Hoot Owl fishing restrictions have ended in Missoula, but Smokey Bear is still on the prowl with a number of forest fires in the area.  Our weather has cooled off some and dropped water temperatures into acceptable, and even optimal ranges for fly fishing.  5 and 6 am meet times are no longer necessary as we start to relax into fall fishing mode.

The forest fires are a whole different issue.  Currently there are fires burning at all points of the compass from Missoula.  Air quality varies day to day based on the wind and weather.  It is almost always thickest in the morning and then starts to lift and thin out as the day warms.  Most days are tolerable if you don’t have any health issues, but there have been a few days where the smoke was awful the entire day.  It is impossible to predict what the future will hold.

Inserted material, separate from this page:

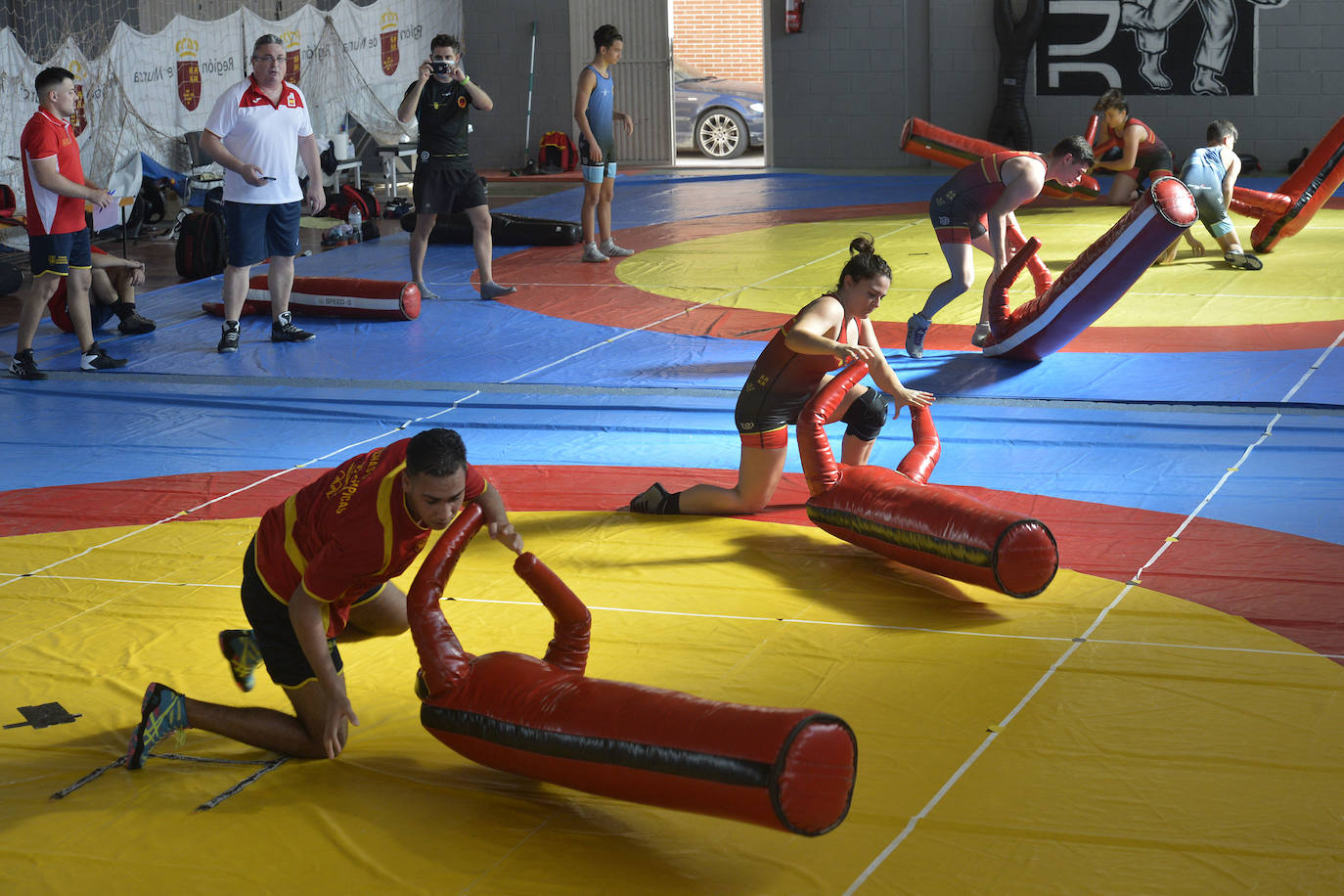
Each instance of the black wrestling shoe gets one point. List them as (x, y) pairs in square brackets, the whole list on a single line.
[(24, 367), (284, 331), (96, 359), (656, 500)]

The one silver lining with the forest fires is that the smoke creates good fishing conditions.  It serves as artificial cloud cover allowing the trout to feel more confident, and forces the mayflies to linger just a little longer on the water.  The smoke also takes the edge off the heat.  Instead of 90 degree days we have seen days in the mid 80’s which keeps our trout active longer throughout the day.

If you don’t mind dealing with the smoke, this is a very good time to fish the Missoula area.  There is less traffic on the water right now than at any time since the peak of run-off in May.  It will only get busier through the fall.  Hopper fishing is in full swing with the real possibility to fish a big single dry fly all day.  Tricos and Hecubas are also starting which produces a mix of very technical small dry fly fishing and searching with a giant drake pattern.  Late August is a sleeper in Missoula.

Smokey Bear will likely be on patrol through the fall.  Most of the experts expect this fire season to last until the snow flies in October.  The air quality will improve however.  Our days get noticeably shorter in September and the nights much colder.  That tends to stunt the growth of our fires.  They might linger until the snow but they should not be very active.  In the meantime we will string up rods on vacant waters and enjoy fly fishing in Missoula.